Non è stata un successo, la Cop 29. E, onestamente, era facile immaginarlo. Pressappoco come le altre che l’hanno preceduta. Partito con la medaglietta di ‘Cop finanziaria’, l’appuntamento ‘verde’ più importante dell’anno ha registrato un rosario di defezioni importantissime (da Biden a Xi Jinping, da Macron a Lula, per finire con von der Leyen e con il premier australiano Anthony Albanese), distanze siderali tra la teoria e la pratica, cioè tra cosa si ipotizzava di raggiungere e gli accordi che sono stati messi su carta, una sostanziale insoddisfazione di fondo generata da uno scetticismo di base assai diffuso. Baku, insomma, non si è rivelato un punto di svolta e nemmeno un punto di raccolta fondi. Perché, in concreto, la bozza finale sui denari da investire di qui al 2035 ha scontentato tutti: i Paesi in via di sviluppo e quelli sviluppati. Con una superficialità quasi imbarazzante si è parlato per giorni di 1000-1300 miliardi all’anno da destinare per la finanza climatica, tralasciando il dettaglio che non ci sono soldi. E, non a caso, il contraddittorio si è acceso fino a diventare scontro.
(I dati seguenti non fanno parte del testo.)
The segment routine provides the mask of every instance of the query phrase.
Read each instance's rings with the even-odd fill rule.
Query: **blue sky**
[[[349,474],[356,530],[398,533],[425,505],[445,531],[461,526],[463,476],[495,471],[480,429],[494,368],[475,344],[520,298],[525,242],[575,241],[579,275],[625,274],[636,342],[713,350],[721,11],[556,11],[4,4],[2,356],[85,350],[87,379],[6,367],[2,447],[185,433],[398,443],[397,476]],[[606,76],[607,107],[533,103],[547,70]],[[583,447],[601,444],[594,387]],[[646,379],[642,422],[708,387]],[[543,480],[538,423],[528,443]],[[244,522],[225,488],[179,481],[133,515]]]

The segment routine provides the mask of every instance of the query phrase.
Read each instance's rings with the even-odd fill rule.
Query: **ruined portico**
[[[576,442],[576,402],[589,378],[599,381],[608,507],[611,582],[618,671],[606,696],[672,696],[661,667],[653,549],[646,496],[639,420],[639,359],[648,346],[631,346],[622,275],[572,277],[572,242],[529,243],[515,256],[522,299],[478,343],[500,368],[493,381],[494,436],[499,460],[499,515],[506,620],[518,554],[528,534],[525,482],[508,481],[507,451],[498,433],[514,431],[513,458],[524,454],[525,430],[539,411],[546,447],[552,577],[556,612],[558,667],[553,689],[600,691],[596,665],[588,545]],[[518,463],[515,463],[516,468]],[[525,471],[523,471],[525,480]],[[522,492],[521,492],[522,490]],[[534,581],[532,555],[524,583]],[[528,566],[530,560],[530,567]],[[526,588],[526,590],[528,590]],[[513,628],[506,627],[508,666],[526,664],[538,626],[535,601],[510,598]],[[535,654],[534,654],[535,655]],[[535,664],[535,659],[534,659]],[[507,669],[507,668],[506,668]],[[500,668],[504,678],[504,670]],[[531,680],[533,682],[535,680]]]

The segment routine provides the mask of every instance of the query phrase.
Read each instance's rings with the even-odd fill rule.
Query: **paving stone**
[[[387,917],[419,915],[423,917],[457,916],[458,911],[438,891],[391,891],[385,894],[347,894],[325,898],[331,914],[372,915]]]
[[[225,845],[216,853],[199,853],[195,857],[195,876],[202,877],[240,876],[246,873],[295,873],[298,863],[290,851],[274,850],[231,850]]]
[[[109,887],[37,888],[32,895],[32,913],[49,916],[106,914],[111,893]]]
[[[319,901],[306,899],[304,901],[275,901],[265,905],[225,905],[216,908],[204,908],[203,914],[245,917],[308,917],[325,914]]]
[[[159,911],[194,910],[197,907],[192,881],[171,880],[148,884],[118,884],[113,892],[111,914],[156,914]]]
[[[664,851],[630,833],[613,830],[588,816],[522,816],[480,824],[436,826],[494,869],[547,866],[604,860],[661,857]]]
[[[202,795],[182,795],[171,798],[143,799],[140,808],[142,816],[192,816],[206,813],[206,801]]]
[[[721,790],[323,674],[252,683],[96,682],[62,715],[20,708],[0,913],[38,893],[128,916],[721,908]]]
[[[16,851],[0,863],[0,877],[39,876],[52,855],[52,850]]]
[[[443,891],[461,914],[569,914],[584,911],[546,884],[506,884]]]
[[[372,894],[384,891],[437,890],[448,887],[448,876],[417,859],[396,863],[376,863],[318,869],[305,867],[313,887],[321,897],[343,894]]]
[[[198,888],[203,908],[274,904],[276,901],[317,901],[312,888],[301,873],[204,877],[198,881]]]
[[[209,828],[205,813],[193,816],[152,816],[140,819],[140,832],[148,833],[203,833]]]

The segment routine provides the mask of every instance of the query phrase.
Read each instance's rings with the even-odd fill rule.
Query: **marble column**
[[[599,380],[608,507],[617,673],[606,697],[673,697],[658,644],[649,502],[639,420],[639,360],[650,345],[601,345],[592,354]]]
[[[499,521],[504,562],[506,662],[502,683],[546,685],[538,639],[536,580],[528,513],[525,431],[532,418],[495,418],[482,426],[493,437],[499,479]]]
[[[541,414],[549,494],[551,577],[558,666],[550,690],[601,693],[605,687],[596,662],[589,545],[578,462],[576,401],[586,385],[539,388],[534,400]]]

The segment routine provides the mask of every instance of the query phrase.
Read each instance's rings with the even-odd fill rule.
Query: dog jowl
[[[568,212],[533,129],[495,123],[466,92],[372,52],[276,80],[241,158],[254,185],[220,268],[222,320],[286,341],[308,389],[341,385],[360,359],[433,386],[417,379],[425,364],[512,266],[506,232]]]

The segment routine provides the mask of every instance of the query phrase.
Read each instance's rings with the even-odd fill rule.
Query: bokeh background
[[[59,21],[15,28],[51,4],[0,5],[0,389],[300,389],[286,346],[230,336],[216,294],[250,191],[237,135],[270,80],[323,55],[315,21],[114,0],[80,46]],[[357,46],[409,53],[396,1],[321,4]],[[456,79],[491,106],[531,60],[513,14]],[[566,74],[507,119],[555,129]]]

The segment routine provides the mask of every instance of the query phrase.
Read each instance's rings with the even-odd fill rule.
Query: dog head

C’era una volta il temerario Frans Timmermars, c’era John Kerry e c’erano i pasdaran del green, ora lo scenario si è impoverito e al di là di allarmi plastificati lanciati a macchia di leopardo sul cattivissimo stato di salute del Pianeta, all’atto pratico si tratta sempre e solo di chiacchiere, idee e progetti che rimangono appesi nell’aria inquinata. Perché si scontrano con interessi di campanile e mancanza di fondi. Del resto, se l’incipit della Cop è stata la dichiarazione del presidente Ilham Alyev sui combustibili fossili “come dono di Dio”, a cascata pareva complicato ipotizzare passi avanti. Anche la premier Giorgia Meloni, immergendosi nel realismo più assoluto, ha ricordato nel suo intervento in presenza – almeno la presidente del Consiglio in Azerbaigian è andata – che di gas e petrolio dovremo ancora campare per anni, senza trascurare però la tutela della Terra. E quindi? Quindi ‘adelante ma con juicio’, soprattutto avanti con il nucleare. Ma pure su questo tema non c’è unanimità di vedute.
Liofilizzando il concetto, la Cop29 non rimarrà scolpita nella memoria collettiva. In fondo, è nata male fin da subito, cioè in concomitanza con l’elezione di Donald Trump alla presidenza degli Stati Uniti, e si è incagliata nella recrudescenza dei conflitti e nelle ambasce finanziare degli Stati, America compresa. Appena eletto, il Tycoon ha annunciato che (ri)uscirà dagli accordi di Parigi e che riprenderà a trivellare in maniera forsennata per preservare gli interessi di patria. Non proprio un bello spot per i tavoli di discussione di Baku. Trump che, tra l’altro, all’ambiente ha designato un comprovato negazionista e sostenitore dei combustibili fossili, Christ Wright, giusto per fare capire a tutti quanto gli stia a cuore l’argomento.
Adesso l’orizzonte è quello della Cop 30 in Brasile. Lì il padrone di casa sarà Ignacio Lula da Silva che ha improntato la sua rielezione a presidente sulla salvaguardia dell’Amazzonia. Per evitare che anche le due settimane di Rio de Janeiro abbiano la consistenza di un pandoro, è indispensabile non ripetere Baku, Dubai, Sharm El Sheik. Alla ventinovesima edizione dell’appuntamento promosso dall’Onu, forse bisogna cambiare – come dire? – il format. Così è la fiera multietnica dell’inutilità, invece c’è bisogno di decarbonizzare, tutelare, coccolare il nostro Pianeta. Che non scoppia di salute. Magari è il caso di modificare approccio, di rovesciare la prospettiva visto che – ormai è conclamato – trovare un’intesa tra quasi 200 nazioni, ciascuna con ricadute diverse, è un esercizio impraticabile.